Bord Bia

Bord Bia

Premium Supplier 11th January 2024
Bord Bia

Bord Bia

Premium Supplier


The UK continues to play a pivotal role in the success of Ireland's food and drink industry.
UK, January 10th, 2024: In the ever-evolving global market landscape, Ireland's robust food and drink sector proudly holds its ground, fortified by a steadfast partnership with the United Kingdom. Despite prevailing market challenges, Ireland's exports to the UK have not only weathered the storm but have emerged more resilient, underscoring the vital nature of this pivotal relationship.
The recently unveiled Export Performance and Prospects report by Bord Bia paints a compelling picture of Ireland's success, showcasing a significant €16.3 billion (£14.1 billion) in food, drink, and horticulture exports in 2023. Within this dynamic landscape, the UK solidifies its role as the largest single destination, with an estimated €5.6 billion (£4.8 billion) in food and drink exports, constituting an impressive 34% share of total exports.
At the heart of this success story is the surge in Irish beef exports to the UK, reaching an estimated €1.3 billion (£1.1 billion) - a notable 10% value increase that elevates the UK market's share to 47%, up from 44% in 2022.
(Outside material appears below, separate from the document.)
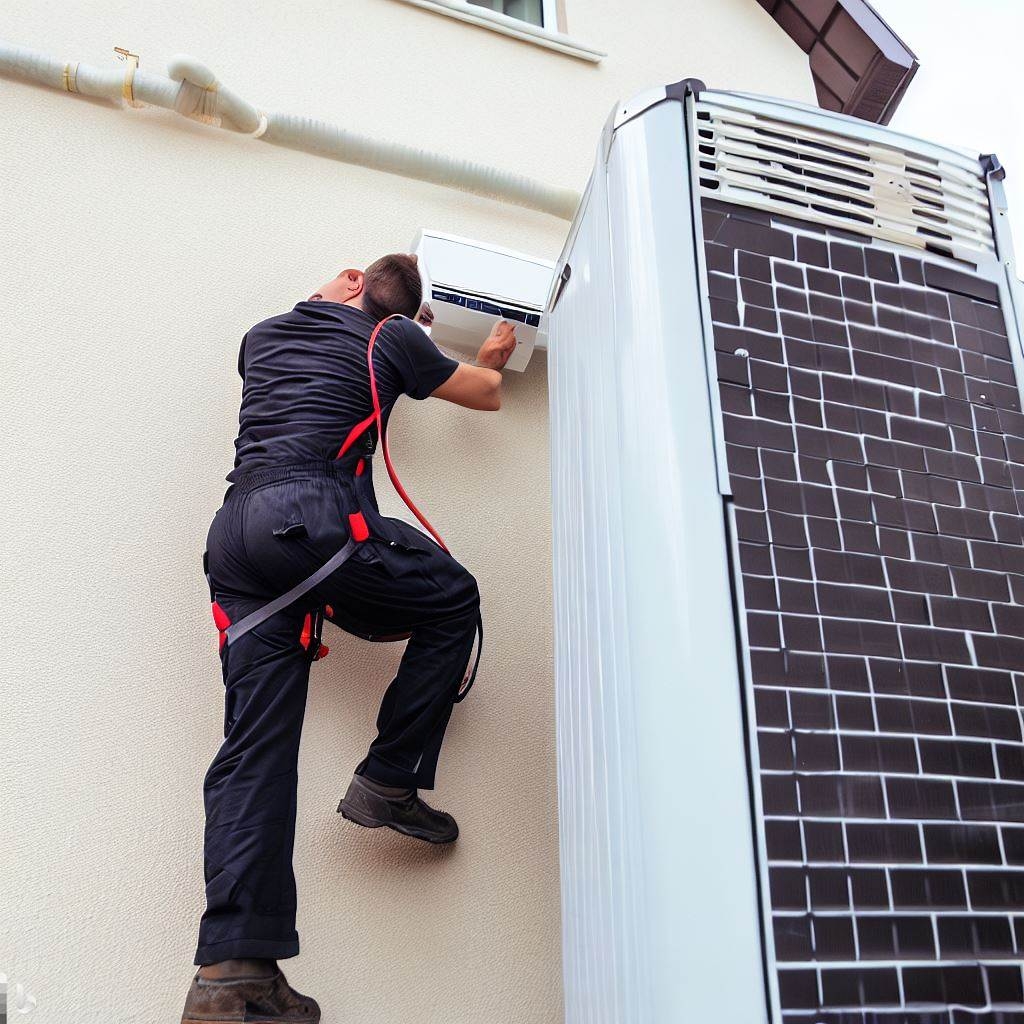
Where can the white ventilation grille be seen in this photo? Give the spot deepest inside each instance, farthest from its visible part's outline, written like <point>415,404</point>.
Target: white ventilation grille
<point>828,178</point>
Export Performance 2023 - Key Sector Increases
• Beef exports were valued at €1.3 billion (£1 billion) in 2023, up from €1,1 billion (£946 million) in 2022.
• Packaged Consumer Food (PCF) exports increased from €1.9 billion (£1.6 billion) in 2022 to €2 billion (£1.6 billion) in 2023.
• Drinks were valued at €336 million up from €283 million in 2022, a percentage increase of +19%.
However, amidst the good news, challenges persist. The impact of inflation, the cost-of-living crisis, and downward pressure on trade prices have resulted in a decline in export values across various sectors.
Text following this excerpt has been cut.